How do the hard limits of intelligence help? My current understanding is that the hard limits are likely to be something like Jupiter brains, rather than mentats. If each step is only slightly better, won’t that result in a massive amount of tiny steps (even taking into account the nonlinearlity of it)?
Small value drifts are a large problem, if compounded. That’s sort of the premise of a whole load of fiction, where characters change their value systems after sequences of small updates. And that’s just in humans—adding in alien (as in different) minds could complicate this further (or not—that’s the thing about alien minds).
I think hard limits are a lot lower than most people think. The speed of light takes 1/8th of a second to go across earth so it doesn’t sound too useful to have planet sized module if information transfer is so slow that individual parts will always be out of sync. I haven’t looked at this issue extensively but afaik no one else has either. I think at some point AI will just become a compute cluster. A legion of minds in a hierarchy of some sorts.
(GPT-4 is already said to be 8 subcomponents masquerading as 1)
Obviously this is easier to align as we only have to align individual modules.

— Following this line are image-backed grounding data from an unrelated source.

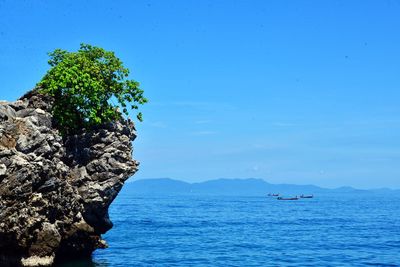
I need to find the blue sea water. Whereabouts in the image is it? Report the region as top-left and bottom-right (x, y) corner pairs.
(77, 190), (398, 266)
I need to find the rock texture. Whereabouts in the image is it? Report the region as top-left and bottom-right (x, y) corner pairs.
(0, 90), (138, 266)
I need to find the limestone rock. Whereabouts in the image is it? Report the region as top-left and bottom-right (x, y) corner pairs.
(0, 90), (138, 266)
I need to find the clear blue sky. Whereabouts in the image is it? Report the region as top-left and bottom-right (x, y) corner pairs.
(1, 0), (399, 189)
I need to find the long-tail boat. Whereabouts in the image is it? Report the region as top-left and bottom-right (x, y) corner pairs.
(277, 196), (298, 200)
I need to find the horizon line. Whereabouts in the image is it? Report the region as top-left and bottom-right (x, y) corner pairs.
(128, 177), (400, 191)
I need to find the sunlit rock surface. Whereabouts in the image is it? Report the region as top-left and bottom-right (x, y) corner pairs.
(0, 90), (138, 266)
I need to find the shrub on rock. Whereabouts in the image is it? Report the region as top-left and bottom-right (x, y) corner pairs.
(38, 44), (147, 133)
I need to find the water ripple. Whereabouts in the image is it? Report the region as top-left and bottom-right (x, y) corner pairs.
(90, 193), (400, 266)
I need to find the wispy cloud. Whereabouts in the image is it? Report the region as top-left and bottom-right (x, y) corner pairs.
(251, 165), (259, 172)
(195, 120), (212, 124)
(150, 101), (236, 110)
(191, 130), (217, 136)
(272, 122), (298, 127)
(147, 121), (168, 128)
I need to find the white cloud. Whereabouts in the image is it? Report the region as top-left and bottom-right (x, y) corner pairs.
(147, 121), (167, 128)
(191, 131), (217, 136)
(195, 119), (212, 124)
(150, 101), (236, 110)
(272, 122), (297, 127)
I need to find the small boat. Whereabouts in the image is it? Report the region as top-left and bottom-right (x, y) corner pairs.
(277, 196), (298, 200)
(300, 194), (314, 198)
(268, 193), (279, 197)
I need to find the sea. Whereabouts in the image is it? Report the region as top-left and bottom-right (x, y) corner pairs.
(58, 190), (400, 266)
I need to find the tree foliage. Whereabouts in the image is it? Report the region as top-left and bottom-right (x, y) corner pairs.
(38, 43), (147, 133)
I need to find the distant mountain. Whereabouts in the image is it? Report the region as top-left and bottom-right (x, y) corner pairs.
(122, 178), (393, 196)
(126, 178), (189, 194)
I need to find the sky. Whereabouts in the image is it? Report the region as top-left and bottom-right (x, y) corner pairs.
(0, 0), (399, 189)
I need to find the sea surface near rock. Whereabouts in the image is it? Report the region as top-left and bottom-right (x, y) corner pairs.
(91, 190), (400, 266)
(0, 90), (138, 266)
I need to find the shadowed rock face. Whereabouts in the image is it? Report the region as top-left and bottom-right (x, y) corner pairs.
(0, 90), (138, 266)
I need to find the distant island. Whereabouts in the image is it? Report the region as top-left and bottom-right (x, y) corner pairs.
(122, 178), (398, 196)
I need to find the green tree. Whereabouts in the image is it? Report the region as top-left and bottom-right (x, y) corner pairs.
(38, 43), (147, 133)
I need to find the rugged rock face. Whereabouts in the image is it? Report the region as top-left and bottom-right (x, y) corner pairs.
(0, 90), (138, 266)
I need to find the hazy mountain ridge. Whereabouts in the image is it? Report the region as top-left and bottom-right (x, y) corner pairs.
(124, 178), (398, 196)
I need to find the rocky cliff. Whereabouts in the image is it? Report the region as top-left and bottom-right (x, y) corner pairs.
(0, 90), (138, 266)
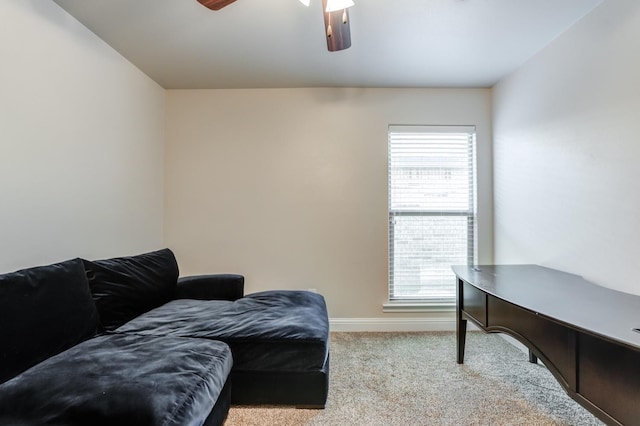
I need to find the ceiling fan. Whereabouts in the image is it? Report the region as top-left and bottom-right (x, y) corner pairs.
(196, 0), (354, 52)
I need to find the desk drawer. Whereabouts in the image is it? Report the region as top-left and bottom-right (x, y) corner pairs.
(578, 333), (640, 426)
(488, 296), (573, 387)
(462, 281), (486, 326)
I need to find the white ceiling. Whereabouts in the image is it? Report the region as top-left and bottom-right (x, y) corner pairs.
(52, 0), (602, 89)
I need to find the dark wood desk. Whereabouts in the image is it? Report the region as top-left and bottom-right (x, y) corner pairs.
(453, 265), (640, 426)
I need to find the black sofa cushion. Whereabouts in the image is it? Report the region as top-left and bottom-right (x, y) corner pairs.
(0, 334), (233, 426)
(176, 274), (244, 301)
(81, 248), (179, 331)
(0, 258), (98, 384)
(117, 290), (330, 372)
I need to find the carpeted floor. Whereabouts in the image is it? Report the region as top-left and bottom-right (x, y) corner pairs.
(225, 332), (604, 425)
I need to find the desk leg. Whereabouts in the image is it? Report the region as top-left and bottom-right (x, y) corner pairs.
(457, 316), (467, 364)
(528, 350), (538, 364)
(456, 278), (466, 364)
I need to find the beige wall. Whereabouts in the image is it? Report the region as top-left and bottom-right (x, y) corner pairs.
(0, 0), (165, 272)
(493, 1), (640, 295)
(165, 88), (493, 320)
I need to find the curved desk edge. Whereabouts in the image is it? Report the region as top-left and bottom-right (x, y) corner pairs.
(454, 265), (640, 426)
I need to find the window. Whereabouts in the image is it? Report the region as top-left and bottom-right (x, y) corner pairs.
(388, 126), (476, 304)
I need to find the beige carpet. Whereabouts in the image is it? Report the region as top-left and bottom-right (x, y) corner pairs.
(225, 332), (603, 426)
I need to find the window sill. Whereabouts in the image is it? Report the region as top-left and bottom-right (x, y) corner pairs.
(382, 301), (455, 313)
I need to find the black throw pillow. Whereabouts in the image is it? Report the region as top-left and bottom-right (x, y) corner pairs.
(0, 258), (99, 384)
(81, 248), (179, 331)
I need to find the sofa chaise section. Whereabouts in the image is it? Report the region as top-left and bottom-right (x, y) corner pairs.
(117, 289), (330, 407)
(0, 334), (233, 426)
(84, 249), (330, 408)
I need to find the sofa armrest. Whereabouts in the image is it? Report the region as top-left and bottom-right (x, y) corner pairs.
(175, 274), (244, 301)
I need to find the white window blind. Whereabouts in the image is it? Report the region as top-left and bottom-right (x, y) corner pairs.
(388, 126), (476, 303)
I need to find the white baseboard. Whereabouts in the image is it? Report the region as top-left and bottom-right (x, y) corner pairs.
(329, 317), (455, 332)
(329, 317), (481, 332)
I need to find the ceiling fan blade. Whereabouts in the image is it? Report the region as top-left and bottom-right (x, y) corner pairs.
(322, 0), (351, 51)
(197, 0), (239, 11)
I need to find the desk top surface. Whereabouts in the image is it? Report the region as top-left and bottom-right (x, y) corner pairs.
(452, 264), (640, 350)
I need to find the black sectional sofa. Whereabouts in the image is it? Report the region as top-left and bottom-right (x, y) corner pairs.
(0, 249), (330, 425)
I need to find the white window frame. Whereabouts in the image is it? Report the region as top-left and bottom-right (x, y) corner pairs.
(385, 125), (477, 311)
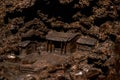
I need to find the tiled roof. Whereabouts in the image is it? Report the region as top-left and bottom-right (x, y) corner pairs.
(77, 36), (97, 46)
(46, 31), (78, 42)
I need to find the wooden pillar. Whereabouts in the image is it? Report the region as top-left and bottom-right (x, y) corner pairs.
(50, 41), (52, 52)
(47, 40), (49, 52)
(53, 42), (55, 52)
(61, 42), (63, 54)
(64, 42), (67, 54)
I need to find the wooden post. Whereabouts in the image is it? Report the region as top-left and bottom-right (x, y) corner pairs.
(53, 42), (55, 52)
(47, 40), (49, 52)
(61, 42), (63, 54)
(50, 41), (52, 53)
(64, 42), (67, 54)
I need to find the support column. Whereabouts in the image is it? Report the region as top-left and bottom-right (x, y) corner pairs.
(50, 41), (52, 53)
(53, 42), (55, 52)
(61, 42), (63, 54)
(64, 42), (67, 54)
(47, 40), (49, 52)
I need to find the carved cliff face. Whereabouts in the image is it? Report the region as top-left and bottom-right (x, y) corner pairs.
(0, 0), (120, 80)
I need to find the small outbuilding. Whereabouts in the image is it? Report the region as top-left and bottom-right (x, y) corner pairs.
(76, 36), (97, 51)
(46, 31), (79, 54)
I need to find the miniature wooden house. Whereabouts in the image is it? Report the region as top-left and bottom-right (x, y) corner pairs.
(76, 36), (97, 51)
(46, 31), (79, 54)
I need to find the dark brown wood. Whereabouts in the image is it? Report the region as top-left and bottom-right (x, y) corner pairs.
(46, 31), (78, 42)
(46, 31), (79, 53)
(53, 43), (55, 52)
(64, 42), (67, 54)
(76, 36), (97, 46)
(61, 42), (63, 54)
(47, 40), (49, 52)
(50, 41), (52, 52)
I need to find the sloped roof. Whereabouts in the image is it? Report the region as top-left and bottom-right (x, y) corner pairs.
(46, 31), (78, 42)
(77, 36), (97, 46)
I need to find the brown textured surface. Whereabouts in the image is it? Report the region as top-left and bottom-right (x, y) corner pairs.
(46, 31), (78, 42)
(0, 0), (120, 80)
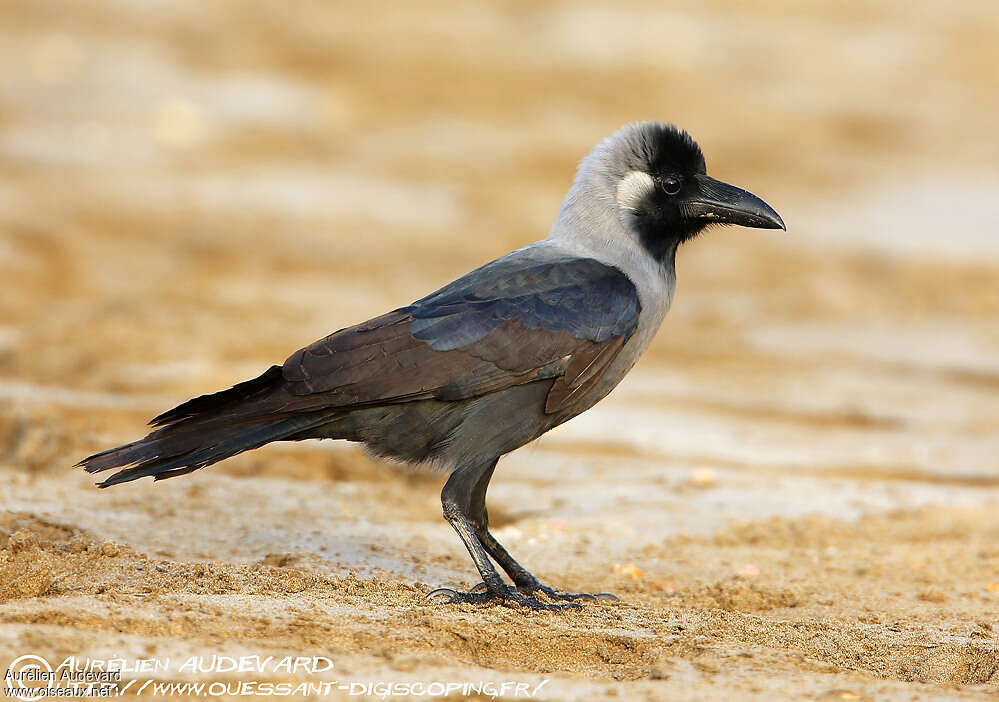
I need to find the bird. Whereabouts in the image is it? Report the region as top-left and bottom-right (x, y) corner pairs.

Furthermore it matters how much the increment is. As a hypothetical if each step is a 50% jump with a .1% value drift and we hit the limit of a module in 32 jumps, then we will have a 430,000x capabilities increase with a 4% overall drift. I mean obviously we can fiddle these numbers but my point is it’s plausible. The fact that verification is usually far easier than coming up with a solution can help us maintain these low drift rates throughout. It’s not entirely clear how high value should be, just that it’s a potential issue.
For value drift to be interesting in fiction it has to go catastrophically wrong. I just don’t see why it’s guaranteed to fail and I think the most realistic alignment plans are some version of this.